It was a cold February evening in 2010 when Tom Armenti ’09 walked into Ewing’s RJ’s Bagels after hours, hauled in a bunch of frozen food from the trunk of his car, and launched a late-night sandwich shop for TCNJ students looking for a snack option that delivered.
His idea was simple. One, he had made a deal with the bagel shop owner that he would split the rent if he could operate in its off-hours — essentially 6 p.m. to 4 a.m. Two, he would ride the decades-long wave of the “fat sandwich” craze made popular by food trucks at Rutgers starting in the late ’70s. And three, he would recruit his Phi Kappa Psi fraternity brothers and friends to help cook and deliver the sandwiches (think a sub roll piled high with indulgences like mozzarella sticks, chicken fingers, and french fries) to hungry college kids.
A Facebook group for the new late-night dining spot and some flyers around campus were all it took to get his phone ringing. “It got a little crazy that night,” Armenti admits. “We had no idea what we were doing.”
But it worked. That night brought $2,300 in sales, and Fat Shack was born.
This “just give it a whirl” mentality then led him to Fort Collins, Colorado, in 2011 to market to the 30,000 students at Colorado State University.
“I just went on a gut feeling and knew that I was going to grind out the work and do whatever it took to be successful,” says Armenti.
With the opening of a full-time Fat Shack, Armenti called his TCNJ friend Kevin Gabauer ’09, who’d landed in insurance after college, and asked him to handle the insurance for the new location.
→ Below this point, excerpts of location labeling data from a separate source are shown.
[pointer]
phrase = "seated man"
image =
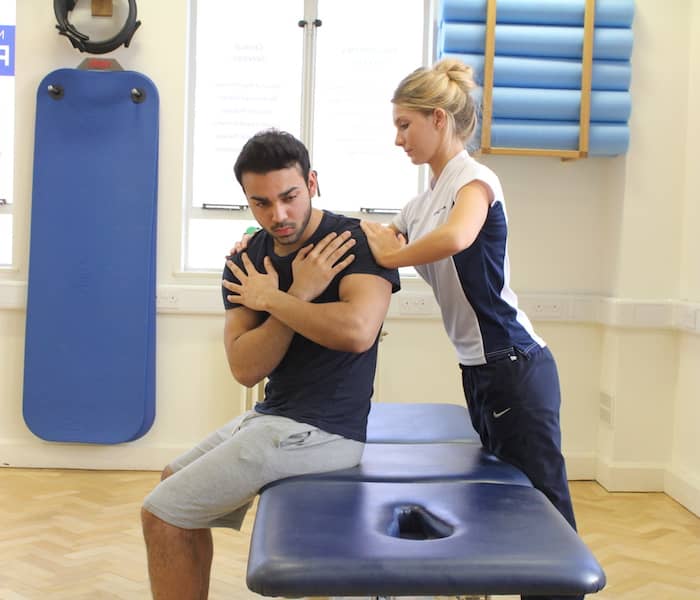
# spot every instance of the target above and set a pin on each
(305, 314)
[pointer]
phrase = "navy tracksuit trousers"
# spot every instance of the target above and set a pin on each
(514, 406)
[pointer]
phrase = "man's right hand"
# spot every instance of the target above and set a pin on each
(314, 267)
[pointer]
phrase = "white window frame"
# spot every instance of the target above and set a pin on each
(310, 14)
(8, 17)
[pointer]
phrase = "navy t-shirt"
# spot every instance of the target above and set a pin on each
(313, 384)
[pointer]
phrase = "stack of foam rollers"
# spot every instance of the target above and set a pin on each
(537, 70)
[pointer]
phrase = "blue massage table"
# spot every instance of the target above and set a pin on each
(423, 518)
(392, 423)
(355, 538)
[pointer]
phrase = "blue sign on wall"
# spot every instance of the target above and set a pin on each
(7, 50)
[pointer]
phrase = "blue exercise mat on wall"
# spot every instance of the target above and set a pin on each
(89, 372)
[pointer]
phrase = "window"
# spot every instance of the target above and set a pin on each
(7, 127)
(324, 71)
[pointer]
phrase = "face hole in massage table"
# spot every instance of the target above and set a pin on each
(413, 522)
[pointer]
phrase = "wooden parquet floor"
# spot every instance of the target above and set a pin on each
(76, 535)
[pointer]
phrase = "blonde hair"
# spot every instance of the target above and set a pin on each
(446, 85)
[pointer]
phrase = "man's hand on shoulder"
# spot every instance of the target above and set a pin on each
(315, 266)
(254, 289)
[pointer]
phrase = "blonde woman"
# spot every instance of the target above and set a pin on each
(455, 234)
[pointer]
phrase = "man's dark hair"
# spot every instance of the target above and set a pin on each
(272, 150)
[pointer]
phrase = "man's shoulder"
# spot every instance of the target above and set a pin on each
(337, 222)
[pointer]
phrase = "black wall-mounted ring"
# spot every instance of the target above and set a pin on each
(82, 42)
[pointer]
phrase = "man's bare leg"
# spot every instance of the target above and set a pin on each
(179, 560)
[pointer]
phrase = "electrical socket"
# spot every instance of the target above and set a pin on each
(416, 304)
(548, 310)
(167, 301)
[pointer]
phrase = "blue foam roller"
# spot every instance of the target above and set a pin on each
(536, 41)
(608, 13)
(526, 72)
(559, 105)
(605, 139)
(89, 372)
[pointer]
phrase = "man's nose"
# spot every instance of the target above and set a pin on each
(279, 212)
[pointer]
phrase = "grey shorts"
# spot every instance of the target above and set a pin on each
(214, 483)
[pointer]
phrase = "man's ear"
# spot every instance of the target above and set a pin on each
(313, 184)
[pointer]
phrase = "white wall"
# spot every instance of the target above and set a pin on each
(614, 238)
In the process, Gabauer offered his buddy a little more. “I just helped him organize everything and got some things down on paper — some strategy and a real business plan.” Armenti liked what Gabauer could bring and invited his friend to join him in his great big sandwich adventure.
Gabauer had to admit that Armenti clearly had something here — bringing the Jersey staple to the masses —so the strategizer eventually quit his job and packed his bags for Colorado. Together, the pair created Fat Shacks in three states— 11 total, with millions in sales. Then another bit of luck came Armenti’s way, and he went with it.
When Armenti heard that ABC’s Shark Tank was holding open auditions in Denver, he headed to the mile-high city and got a break. The first producer he met was from the East Coast and knew well the fame of the fat sandwich. Much to his surprise — since producers told hopeful entrepreneurs at every turn that they would likely never hear from them again — the Fat Shack pitch kept making it through round after round.
Within a few months, Gabauer and Armenti were on set serving sandwiches to the show’s famous investors. Robert Herjavec tried the Fat Slob; Lori Greiner bit into the Fat Tommy; Kevin Harrington ate the Fat Donkeylips; Daymond John was dealt the Fat Chance; and Mark Cuban ended up with the Fat Jersey. While the sharks ate and debated, Armenti and Gabauer pitched away, sharing that the business has made $22 million in lifetime sales.
Though several sharks made an offer, it was Cuban who made the deal: a $250,000 investment for a 15% stake in the Shack. “Tom and I have spent so many years to build this business into what it is today,” says Gabauer, “so to watch four of the five sharks competing to partner with us was truly incredible.” Armenti agrees it was a big moment for the sandwich shop entrepreneurs.
It was a surprising move for Cuban, who has invested more often in products and businesses that support health. And there is no getting around the fact that a fat sandwich is not diet food — Armenti and Gabauer are serving up pure indulgence: “We are the Fat Shack,” says Armenti unapologetically. Even the owners will tell you their sandwiches should not be staples in your diet — one sandwich could cost you up to 2,000 calories on your meal-logging app. Even so, Cuban wasn’t daunted. When Armenti and Gabauer accepted his offer, he kept the close simple. “Deal,” he said. “Let’s go get fat.”
Just a few months after their Shark Tank episode aired in May, the partners are using the investment to expand the chain, now with 14 locations, by helping fund franchises — for young, hopeful entrepreneurs like Armenti once was. They’re also depending more on business strategy with Cuban’s team than on whims. “We’re going to grow smart and at the pace that we believe is good for us and our brand,” says Armenti. And that means laying the groundwork for their ultimate goal, which is, as Gabauer puts it, “to be everywhere, in all 50 states, near all major universities.”
In a world of açaí smoothies and keto diets and fitness apps, Cuban, Armenti, and Gabauer are developing their plan based on the idea that fat, may indeed, be in.